Monday, November 12, 2012

Cerpen Horor: "Tempat Persembunyian"

"Lucky!"

Gawat! Mereka datang.

"Jahat sekali, mengapa kau tak menunggu kami?" sahut Rina sambil cekikikan bersama kembarannya. Rina dan Sasha, mereka bukan kembar sebenarnya, hanya saja wajah dan penampilan mereka memang mirip atau sengaja disamakan. Kelihatan jelas kalau mereka berdua tertarik padaku dan berusaha menarik perhatianku.

"Kami boleh ikut masuk bersama kalian, kan? Bukankah lebih asik kalau kita masuk beramai-ramai?" timpal Sasha masih cekikikan.

Mereka berdua selalu menggangguku, padahal sekarang aku ingin masuk rumah hantu ini berdua saja dengan Mika. Berbeda dengan duo centil, Mika sangat pendiam dan tenang, dia hampir tak menunjukkan ekspresi apapun.
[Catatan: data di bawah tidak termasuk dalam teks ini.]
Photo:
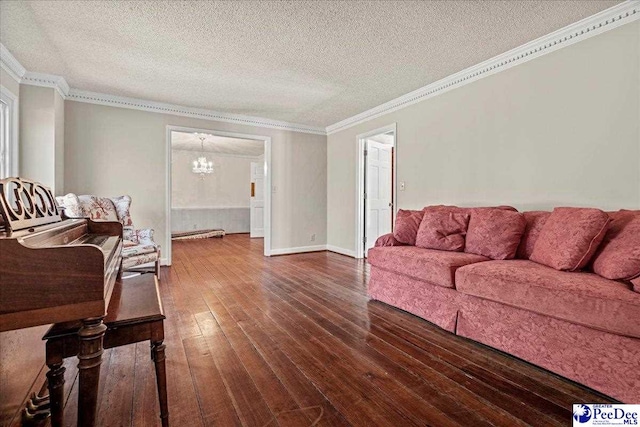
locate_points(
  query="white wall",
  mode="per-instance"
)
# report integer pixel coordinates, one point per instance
(111, 151)
(41, 153)
(562, 129)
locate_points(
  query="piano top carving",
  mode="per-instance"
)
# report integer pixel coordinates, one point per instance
(52, 270)
(26, 204)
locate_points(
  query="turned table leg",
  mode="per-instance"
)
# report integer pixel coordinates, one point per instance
(55, 379)
(89, 359)
(157, 352)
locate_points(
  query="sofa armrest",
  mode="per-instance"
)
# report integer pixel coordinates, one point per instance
(145, 236)
(387, 240)
(142, 236)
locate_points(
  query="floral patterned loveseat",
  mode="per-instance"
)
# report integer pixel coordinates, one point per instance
(139, 248)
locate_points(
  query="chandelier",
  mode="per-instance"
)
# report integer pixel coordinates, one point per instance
(202, 166)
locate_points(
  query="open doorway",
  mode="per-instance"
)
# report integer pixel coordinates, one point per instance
(216, 182)
(376, 186)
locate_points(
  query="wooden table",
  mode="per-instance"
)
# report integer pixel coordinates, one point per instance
(135, 314)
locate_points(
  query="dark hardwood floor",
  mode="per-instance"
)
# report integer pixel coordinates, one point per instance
(294, 341)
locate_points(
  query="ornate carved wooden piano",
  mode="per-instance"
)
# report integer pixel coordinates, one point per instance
(54, 270)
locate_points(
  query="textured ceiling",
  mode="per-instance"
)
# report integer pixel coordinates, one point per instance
(216, 144)
(308, 62)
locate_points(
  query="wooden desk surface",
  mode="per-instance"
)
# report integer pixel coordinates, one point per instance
(134, 300)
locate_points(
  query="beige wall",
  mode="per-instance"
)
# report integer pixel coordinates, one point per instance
(41, 154)
(228, 186)
(7, 81)
(111, 151)
(562, 129)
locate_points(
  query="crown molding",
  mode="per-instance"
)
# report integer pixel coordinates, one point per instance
(599, 23)
(179, 110)
(47, 80)
(13, 67)
(10, 64)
Menurutku tipe gadis sepertinya sangat manis, dia juga cantik. Aku ingin jadi pria pertama selain ayahnya yang melihat senyumnya, air matanya, ketakutannya. Seharusnya rumah hantu di taman bermain ini adalah kesempatanku melihat semua ekspresinya itu.

"Benarkah kalian mau ikut masuk? Katanya rumah hantu ini menyeramkan, lho," kataku menakut-nakuti mereka, namun mereka tetap cekikikan.
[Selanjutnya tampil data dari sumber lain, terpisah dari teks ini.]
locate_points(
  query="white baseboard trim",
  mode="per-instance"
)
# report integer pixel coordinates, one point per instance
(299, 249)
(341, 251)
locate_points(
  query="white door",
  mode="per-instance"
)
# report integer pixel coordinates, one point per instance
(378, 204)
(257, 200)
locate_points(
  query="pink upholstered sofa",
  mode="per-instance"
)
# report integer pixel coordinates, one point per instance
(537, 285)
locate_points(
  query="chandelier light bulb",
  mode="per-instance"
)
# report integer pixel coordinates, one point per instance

"Tak apa-apa. Selama ada Lucky kami akan baik-baik saja. Iya kan, Sha?" Rina mengedipkan mata pada temannya, sangat menyebalkan. Aku hanya bisa pasrah saat palang pembatas dibuka dan duo centil itu terus mengikuti kami ke dalam.

Kekurangan cahaya sangat terasa ketika kami mulai memasuki rumah hantu itu. Kami berempat berjalan dalam barisan seperti saat di antrian tadi. Mika mendapat tempat kehormatan di depan, aku di belakangnya, Rina menempel di punggungku, dan Sasha mengikuti paling akhir. Jujur saja, aku tak begitu berani dalam hal seperti ini. Tapi aku tahu Mika sangat tertarik pada makhluk halus dan hal mistis sejenisnya, jadi sebaiknya dia saja yang berjalan paling depan daripada aku mempermalukan diriku sendiri.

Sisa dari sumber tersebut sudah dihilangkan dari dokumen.